Bill Cyr has had his share of visits to the Island hospital. As senior operations manager for Boston MedFlight, a critical care transport service supported by six of Boston’s teaching hospitals, Mr. Cyr’s trips to the Martha’s Vineyard Hospital are normally quick and serious.

But his visit to the hospital on March 15 was different. Mr Cyr, also a critical care nurse and paramedic, was on-Island for the Martha’s Vineyard Hopsital's annual health fair. Instead of rushing a patient from the Island to an emergency room in Boston, Mr. Cyr, dressed in a blue flight suit, interacted with the Island community on a more personal level. Mr. Cyr, along with Boston MedFlight director of communications Kenneth J. Panciocco Jr., talked with guests that stopped by their booth in the lobby.

The main lobby inside the hospital had nine booths plus a table with refreshments. — Mark Lovewell

“Some people think we are the Coast Guard, Air Force, or a for-profit company. And we’re none of those things,” said Kenneth J. Panciocco, Jr., director of communications for Boston MedFlight. “It’s nice to see kids' faces too,” he added. Mr. Panciocco said members of Boston MedFlight typically meet people on “the worst day of their lives,” and to meet them on day like the health fair is worthwhile.

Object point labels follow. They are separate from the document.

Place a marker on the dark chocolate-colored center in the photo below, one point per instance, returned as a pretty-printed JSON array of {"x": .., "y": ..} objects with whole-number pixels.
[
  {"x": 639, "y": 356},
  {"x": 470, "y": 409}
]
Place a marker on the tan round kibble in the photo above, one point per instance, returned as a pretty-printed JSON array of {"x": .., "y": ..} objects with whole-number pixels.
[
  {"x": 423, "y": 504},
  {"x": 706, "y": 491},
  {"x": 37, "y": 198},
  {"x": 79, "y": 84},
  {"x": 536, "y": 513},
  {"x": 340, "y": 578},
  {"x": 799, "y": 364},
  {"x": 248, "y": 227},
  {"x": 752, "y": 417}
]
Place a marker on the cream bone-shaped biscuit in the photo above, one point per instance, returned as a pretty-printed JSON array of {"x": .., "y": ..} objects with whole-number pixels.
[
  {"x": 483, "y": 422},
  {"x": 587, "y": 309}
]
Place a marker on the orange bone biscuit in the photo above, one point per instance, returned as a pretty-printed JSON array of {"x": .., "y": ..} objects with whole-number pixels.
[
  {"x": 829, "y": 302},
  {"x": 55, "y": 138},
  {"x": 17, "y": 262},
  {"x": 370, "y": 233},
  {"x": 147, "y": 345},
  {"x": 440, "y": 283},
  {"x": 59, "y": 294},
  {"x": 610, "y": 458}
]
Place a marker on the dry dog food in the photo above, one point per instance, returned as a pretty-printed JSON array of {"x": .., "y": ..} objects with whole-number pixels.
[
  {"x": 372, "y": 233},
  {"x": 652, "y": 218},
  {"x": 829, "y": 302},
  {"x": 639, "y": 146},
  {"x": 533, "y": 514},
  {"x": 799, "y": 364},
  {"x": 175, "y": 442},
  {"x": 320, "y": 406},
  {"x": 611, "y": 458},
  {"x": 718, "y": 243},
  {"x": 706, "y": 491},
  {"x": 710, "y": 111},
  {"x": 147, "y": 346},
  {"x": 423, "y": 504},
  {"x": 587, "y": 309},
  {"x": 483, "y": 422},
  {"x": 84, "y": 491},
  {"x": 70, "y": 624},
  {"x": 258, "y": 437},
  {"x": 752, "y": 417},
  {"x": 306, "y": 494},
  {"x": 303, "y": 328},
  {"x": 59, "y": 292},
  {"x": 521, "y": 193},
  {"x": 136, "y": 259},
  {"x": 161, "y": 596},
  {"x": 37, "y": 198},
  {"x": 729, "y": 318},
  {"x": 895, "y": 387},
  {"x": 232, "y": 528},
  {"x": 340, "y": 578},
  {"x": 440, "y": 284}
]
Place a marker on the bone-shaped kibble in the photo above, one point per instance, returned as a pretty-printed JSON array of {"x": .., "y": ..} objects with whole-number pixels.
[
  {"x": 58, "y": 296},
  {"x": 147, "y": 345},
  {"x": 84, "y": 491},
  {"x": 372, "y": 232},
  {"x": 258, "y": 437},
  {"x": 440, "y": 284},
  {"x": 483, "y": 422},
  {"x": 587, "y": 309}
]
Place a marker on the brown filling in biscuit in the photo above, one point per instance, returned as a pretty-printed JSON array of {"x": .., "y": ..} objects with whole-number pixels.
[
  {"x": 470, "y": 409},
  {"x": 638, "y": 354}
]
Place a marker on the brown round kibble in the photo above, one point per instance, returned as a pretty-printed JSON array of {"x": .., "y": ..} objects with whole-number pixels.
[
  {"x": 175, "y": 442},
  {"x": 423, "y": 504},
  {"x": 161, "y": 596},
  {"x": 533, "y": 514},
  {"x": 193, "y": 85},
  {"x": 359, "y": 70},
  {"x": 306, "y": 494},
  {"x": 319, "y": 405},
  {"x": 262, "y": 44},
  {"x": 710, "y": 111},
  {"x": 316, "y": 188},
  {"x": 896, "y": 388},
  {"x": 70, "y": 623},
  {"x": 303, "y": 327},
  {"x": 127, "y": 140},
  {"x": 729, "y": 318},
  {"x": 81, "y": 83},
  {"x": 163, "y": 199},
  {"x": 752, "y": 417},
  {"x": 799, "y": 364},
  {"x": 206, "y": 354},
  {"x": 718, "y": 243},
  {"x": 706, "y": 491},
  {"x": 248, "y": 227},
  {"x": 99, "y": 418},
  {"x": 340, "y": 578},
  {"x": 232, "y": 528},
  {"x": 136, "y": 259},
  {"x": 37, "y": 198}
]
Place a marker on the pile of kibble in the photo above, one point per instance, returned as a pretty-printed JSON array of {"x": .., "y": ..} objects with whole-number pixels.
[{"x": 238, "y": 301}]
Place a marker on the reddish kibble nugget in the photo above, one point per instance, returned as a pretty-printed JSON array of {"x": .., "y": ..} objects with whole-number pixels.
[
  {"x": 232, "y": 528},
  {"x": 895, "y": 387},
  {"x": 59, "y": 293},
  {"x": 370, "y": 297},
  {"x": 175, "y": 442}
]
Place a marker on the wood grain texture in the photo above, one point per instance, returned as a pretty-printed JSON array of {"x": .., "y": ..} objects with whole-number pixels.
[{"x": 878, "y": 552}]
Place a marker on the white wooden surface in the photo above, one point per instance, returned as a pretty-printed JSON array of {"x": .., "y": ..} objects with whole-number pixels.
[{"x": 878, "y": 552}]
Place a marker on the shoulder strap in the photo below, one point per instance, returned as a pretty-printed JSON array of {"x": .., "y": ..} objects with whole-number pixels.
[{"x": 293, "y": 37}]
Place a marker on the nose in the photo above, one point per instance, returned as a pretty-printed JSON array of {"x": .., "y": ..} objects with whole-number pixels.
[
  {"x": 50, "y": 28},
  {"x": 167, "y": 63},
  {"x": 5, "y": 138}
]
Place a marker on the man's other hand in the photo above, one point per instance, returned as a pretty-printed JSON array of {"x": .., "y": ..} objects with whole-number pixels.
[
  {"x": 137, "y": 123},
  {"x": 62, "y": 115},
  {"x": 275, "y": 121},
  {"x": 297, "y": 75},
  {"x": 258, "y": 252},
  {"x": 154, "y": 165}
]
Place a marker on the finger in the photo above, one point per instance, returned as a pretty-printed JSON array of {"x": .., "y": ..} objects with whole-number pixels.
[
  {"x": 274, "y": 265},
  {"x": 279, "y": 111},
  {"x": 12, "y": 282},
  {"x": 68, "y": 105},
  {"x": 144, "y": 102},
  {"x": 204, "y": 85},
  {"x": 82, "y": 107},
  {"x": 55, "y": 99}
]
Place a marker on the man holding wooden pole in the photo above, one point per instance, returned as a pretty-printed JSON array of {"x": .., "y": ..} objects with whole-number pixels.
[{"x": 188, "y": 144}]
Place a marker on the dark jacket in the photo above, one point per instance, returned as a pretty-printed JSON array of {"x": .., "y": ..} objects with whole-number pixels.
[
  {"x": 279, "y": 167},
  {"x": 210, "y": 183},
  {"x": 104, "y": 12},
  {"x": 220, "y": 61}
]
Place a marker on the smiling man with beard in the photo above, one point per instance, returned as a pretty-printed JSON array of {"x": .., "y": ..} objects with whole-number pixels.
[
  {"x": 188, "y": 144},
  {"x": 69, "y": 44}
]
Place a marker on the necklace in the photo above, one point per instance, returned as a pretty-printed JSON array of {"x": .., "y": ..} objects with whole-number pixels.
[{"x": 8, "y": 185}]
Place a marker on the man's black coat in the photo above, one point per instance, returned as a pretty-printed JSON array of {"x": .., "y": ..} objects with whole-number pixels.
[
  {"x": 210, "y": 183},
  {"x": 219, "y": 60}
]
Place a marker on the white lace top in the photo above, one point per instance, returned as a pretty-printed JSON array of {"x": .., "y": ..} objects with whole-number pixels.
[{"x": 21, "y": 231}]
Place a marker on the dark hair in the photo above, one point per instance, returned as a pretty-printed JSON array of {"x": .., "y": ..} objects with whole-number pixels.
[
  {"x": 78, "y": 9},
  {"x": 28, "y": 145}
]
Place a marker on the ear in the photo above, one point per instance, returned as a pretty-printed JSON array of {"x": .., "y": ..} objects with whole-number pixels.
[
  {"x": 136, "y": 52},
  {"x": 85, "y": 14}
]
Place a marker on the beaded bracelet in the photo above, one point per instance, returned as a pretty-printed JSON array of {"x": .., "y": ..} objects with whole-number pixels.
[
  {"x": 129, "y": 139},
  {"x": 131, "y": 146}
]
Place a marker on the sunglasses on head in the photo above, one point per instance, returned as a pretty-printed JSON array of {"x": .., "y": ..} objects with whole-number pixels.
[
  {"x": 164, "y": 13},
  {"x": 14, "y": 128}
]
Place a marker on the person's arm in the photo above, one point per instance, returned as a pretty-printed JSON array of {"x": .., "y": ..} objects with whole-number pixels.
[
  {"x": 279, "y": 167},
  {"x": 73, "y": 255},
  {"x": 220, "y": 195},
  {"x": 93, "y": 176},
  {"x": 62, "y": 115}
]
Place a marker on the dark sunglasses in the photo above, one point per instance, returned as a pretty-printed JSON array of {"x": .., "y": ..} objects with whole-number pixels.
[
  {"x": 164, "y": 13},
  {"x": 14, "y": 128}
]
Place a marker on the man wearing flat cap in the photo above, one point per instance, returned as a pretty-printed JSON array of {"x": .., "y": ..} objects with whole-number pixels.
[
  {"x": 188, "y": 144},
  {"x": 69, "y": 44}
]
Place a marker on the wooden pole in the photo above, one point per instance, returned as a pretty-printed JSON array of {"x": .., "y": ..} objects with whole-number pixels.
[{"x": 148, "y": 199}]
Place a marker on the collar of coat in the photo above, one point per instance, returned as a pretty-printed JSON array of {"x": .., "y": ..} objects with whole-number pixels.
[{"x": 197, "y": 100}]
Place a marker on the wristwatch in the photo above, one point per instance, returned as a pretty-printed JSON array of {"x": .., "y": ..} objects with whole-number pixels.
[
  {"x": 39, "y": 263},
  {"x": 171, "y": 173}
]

“This is also nice because we get to talk to patients we normally don’t see again after care,” said Mr. Cyr.

Boston MedFlight handed out pins of the three types of transport vehicles the company uses: a helicopter, an ambulance and a jet. They also gave away calendars and bracelets.

Presented by the Martha’s Vineyard Hospital and featuring many of the Island’s doctors, practitioners, educators and healthy living promoters, the fair brought out hundreds of people. The four-hour event began at 8 a.m. Hospital director of development Rachel Vanderhoop said the health fair hosted 46 exhibitors this year. Exhibitor tables were spread out around the hospital from the main lobby to the laboratory, courtyard corridor, annex and then inside the resource center, where five seminars were held.

Outside, kids and adults toured an Oak Bluffs ambulance and police cruiser.

Inside, there was something for everyone, from massage therapy donated by Integrated Health Care to complementary hot/cold packs from the hospital to free glaucoma screenings given by optometrists Dr. David Finkelstein and Dr. Ryan Shea.

Each organization came to the fair to promote healthy lifestyles. Takeaways from the fair ranged from skin care samples, pens and pamphlets to intangible goods, like future volunteer opportunities and a chance to thank a person who helped save a life.